The Prodigal TJ, Part 6

With the top removed and tucked away in the garage, the next step was to take off the doors. Despite owning this vehicle for 16.5 years, they’ve never before been taken off. Years earlier I ran my old YJ with the hinge bolts off all the time, so removing and replacing doors just took a minute in those days. It was certainly time to take the plunge with the Prodigal TJ before the weather turns too cold.

All did not go as planned. I needed a 13mm wrench to remove the bolts. Checked the toolbox. I had a 12mm and 14mm but the only 13mm I could find was a ratchet, and there was no way the ratchet head would fit in the space provided between the bolt and the side of the Jeep even with the door opened.

I hopped in the Jeep and drove over to Lowe’s where I picked up a Taiwan-made 13mm combination wrench and, for good measure, a ratcheted 13mm. I also picked up a cheap pair of needle-nose pliers to use in pulling the fuse. I knew I had a pair somewhere in the house, but I hadn't been able to find them and didn't want to tear the place apart looking for them.

While I was still in the parking lot, I fitted them both. The ratcheted wrench wouldn’t fit into the narrow space between hinge and door, but the boxed end of the combination wrench fit just fine. I took them both home. You never know when you’ll need a ratcheted 13mm box wrench.

Again, all did not go as planned. I began with the passenger door. The first bolt began to loosen, but then it just turned and turned and turned. Obviously, it had broken inside the hinge.

But the second bolt on the passenger side door came right off just the way it was supposed to.

I was 1 for 2. Sigh. I moved around to the driver's side door and tried again. Both bolts on the driver’s side door snapped completely off almost as soon as pressure was applied.

Now I had one successfully unbolted hings and three that had become roadblocks. Not good.

For unskilled folks like me, these innocent looking bolts can be a real showstopper. The driver’s side door wouldn’t budge off the hinges, even though both bolt heads had snapped off. I rummaged in the tool box and came out with a nail punch and hammer. I figured the nail punch would be too soft, and it certainly was. Just a few strikes against one of the pins and the tip began to deform. And the pin didn’t budge.

With three hinge pins stuck, I figured the solution was to either tap them out with the correct tools, drill them out – or maybe even try welding a nut to them. I also figured it was time for professional help.

I stopped by my mechanic who directed me to a trusted local body shop. The fellow there pointed out that, according to a first look at a parts catalog, the pins weren’t available separately from Mopar. I may have to buy an entire hinge. Bummer. He offered to check further though, so I left my number and asked him to call.

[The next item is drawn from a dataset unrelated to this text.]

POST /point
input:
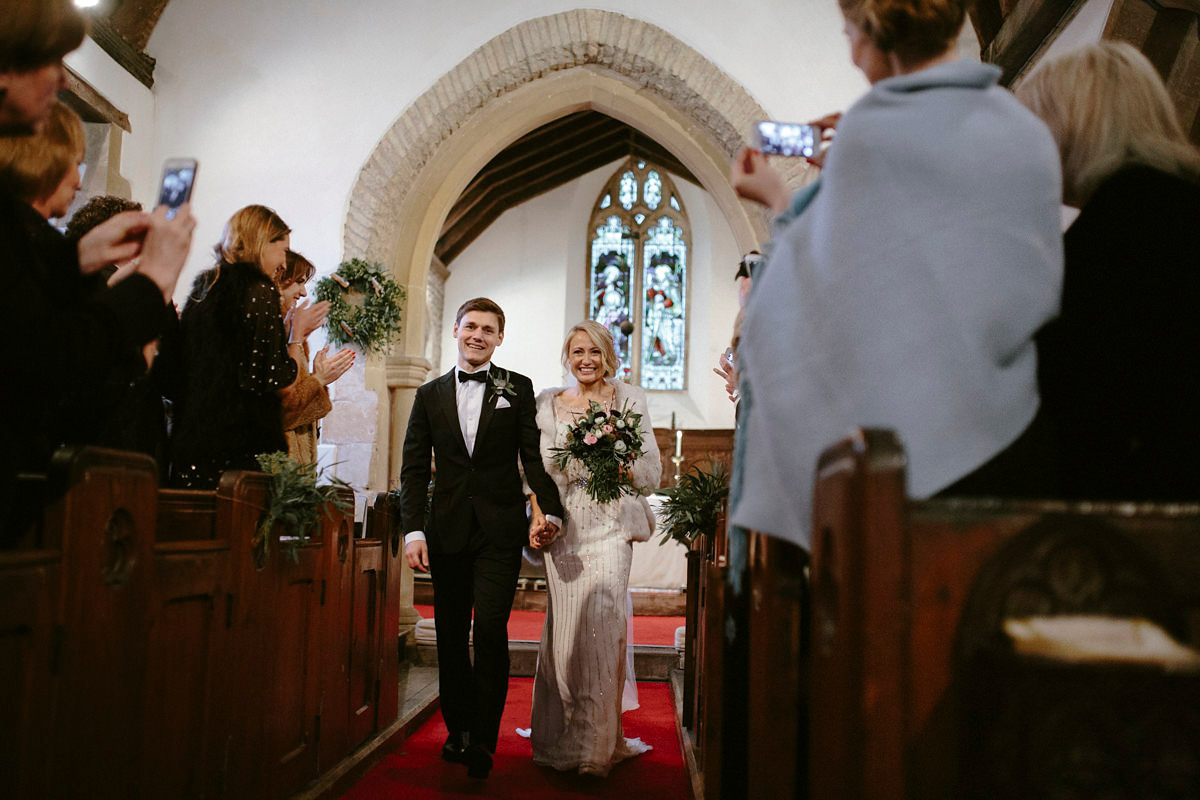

Fortunately, a quick search produces an aftermarket source for pins only, with or without bushings if needed. (One source is here. There are others as well.) Here's a picture from a supplier's website.

My plan for now: see what the body shop offers. But worst case, just ask him to take the blasted pins out. I can buy a replacement myself if need be. But that gets me back on the road – without doors, which is the whole idea.